Another type of nebula, called a planetary nebula, results from the death of a star. When a star has burned through so much material that it can no longer sustain its own fusion reactions, the star's gravity causes it to collapse. As the star collapses, its interior heats up. The heating of the interior produces a stellar wind that lasts for a few thousand years and blows away the outer layers of the star. When the outer layers have blown away, the remaining core remnant heats the gases, which are now far from the star, and causes them to glow. The resulting "planetary nebulae" (so named because they look like gas giant planets through a telescope) are shells of glowing gas that surround a small core. Astronomers estimate that our galaxy contains about 10,000 planetary nebulae. Planetary nebulae are a common part of the normal stellar life cycle, but they are short-lived, lasting only about 25,000 years.

The life of a star whose mass is greater than 1.4 times the mass of the Sun ends more violently, and leaves behind a different type of nebula called a supernova remnant. When such a star runs out of fuel and collapses, an enormous shock wave sweeps through the star at high speed, blasting away various layers and leaving behind a core called a neutron star and an expanding shell of matter known as a supernova remnant. A supernova's shock wave is much more violent than the stellar wind that marks the end of a low mass star. Near the core of the remnant, electrons emit radiation called "synchrotron radiation" as they spiral toward the neutron star at speeds close to the speed of light. The ultraviolet portion of this radiation can strip electrons off, or "ionize" the outer filaments of the nebula, causing them to glow.
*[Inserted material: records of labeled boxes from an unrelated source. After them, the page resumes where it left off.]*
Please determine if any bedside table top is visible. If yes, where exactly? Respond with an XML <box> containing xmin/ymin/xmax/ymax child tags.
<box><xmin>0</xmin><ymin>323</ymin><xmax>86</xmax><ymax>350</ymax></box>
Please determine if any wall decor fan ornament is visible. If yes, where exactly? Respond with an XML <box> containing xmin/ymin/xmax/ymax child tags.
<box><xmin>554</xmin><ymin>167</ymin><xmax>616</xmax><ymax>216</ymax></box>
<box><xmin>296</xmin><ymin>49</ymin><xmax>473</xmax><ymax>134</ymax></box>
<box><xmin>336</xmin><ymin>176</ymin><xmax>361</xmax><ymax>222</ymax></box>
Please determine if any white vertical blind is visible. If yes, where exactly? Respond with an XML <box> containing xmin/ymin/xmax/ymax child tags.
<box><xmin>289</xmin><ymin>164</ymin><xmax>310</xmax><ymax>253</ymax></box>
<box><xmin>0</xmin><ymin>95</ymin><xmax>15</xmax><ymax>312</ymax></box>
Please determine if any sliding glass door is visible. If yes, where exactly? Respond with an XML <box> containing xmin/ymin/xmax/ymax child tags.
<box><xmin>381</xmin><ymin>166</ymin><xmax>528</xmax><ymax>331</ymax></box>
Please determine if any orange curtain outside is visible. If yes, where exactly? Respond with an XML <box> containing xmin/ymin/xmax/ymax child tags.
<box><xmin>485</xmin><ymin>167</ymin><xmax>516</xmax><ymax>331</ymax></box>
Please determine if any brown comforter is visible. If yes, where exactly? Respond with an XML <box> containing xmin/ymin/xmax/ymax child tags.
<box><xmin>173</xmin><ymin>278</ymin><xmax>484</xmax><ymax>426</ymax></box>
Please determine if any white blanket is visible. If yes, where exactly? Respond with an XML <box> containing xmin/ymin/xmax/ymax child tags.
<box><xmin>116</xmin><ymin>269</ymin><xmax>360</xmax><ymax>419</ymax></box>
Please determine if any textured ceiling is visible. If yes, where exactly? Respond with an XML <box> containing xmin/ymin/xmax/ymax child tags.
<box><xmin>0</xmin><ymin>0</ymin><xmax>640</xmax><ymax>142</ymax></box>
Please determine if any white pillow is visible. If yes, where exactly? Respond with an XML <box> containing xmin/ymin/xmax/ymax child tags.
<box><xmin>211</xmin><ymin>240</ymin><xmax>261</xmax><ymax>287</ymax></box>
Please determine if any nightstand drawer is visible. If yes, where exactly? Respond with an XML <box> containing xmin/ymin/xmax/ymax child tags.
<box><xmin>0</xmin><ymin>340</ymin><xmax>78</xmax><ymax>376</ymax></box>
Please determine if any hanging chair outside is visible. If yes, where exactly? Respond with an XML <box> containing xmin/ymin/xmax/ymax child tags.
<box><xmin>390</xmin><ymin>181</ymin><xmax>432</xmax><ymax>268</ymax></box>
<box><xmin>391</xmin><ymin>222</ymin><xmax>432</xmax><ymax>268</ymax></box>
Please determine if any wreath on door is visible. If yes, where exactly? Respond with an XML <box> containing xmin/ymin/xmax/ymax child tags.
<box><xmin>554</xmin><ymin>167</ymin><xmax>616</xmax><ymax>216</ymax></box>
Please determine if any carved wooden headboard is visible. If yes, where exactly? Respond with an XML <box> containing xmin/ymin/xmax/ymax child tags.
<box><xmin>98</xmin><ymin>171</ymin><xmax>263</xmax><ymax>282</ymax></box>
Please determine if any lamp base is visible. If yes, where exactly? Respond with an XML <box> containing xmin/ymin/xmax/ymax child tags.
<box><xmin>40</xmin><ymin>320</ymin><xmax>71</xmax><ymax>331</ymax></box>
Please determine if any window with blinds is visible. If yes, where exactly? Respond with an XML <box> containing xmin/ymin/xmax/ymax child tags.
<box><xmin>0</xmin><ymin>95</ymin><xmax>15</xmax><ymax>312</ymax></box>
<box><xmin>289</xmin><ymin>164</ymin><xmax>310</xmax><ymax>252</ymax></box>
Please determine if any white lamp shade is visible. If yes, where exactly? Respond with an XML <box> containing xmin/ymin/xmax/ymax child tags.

In addition, the ejected matter sweeps up surrounding gas and dust as it expands, producing a shock wave that excites and ionizes the gas in the supernova remnant nebula, which is at low density but extremely hot (up to 1,000,000° K!). The most famous supernova remnant is the Crab Nebula in Taurus (M1), shown in the image above. The light of the inner core is from synchrotron radiation, while the outer regions glow in many colors from emission of many gases, including red for hydrogen.

Brown Dwarfs

Spectra of two brown dwarfs (class T stars) discovered
by SDSS, compared to the first one discovered,
Gliese 229B. Absorption due to methane
(CH4) is evident.

Some stars fizzle out before their evolutionary life cycle begins; these failed stars are called brown dwarfs. Brown dwarfs are balls of gas not heavy enough for fusion reactions to ignite in their cores, so their energy output comes only from gravity. Although their existence has been predicted by theory for a long time, they are so cool, dark, and hard to see that the first one was discovered only five years ago. The brown dwarfs with the lowest masses are actually very similar to Jupiter, showing absorption due to methane in their spectra. The last two letters in the temperature classification system for stars, L and T, have been added recently to include brown dwarfs. The SDSS, in combination with near-infrared follow-up studies, has been found many brown dwarfs because it covers a large area of sky, it can see quite dim objects, and it has a filter in the red part of the spectrum (z'). Brown dwarfs are interesting for two reasons: first, they can tell us the lowest mass that an object must have to form a star, which can tell us about the conditions of star formation. Second, brown dwarfs may compose some of the missing mass, or "dark matter" in our galaxy.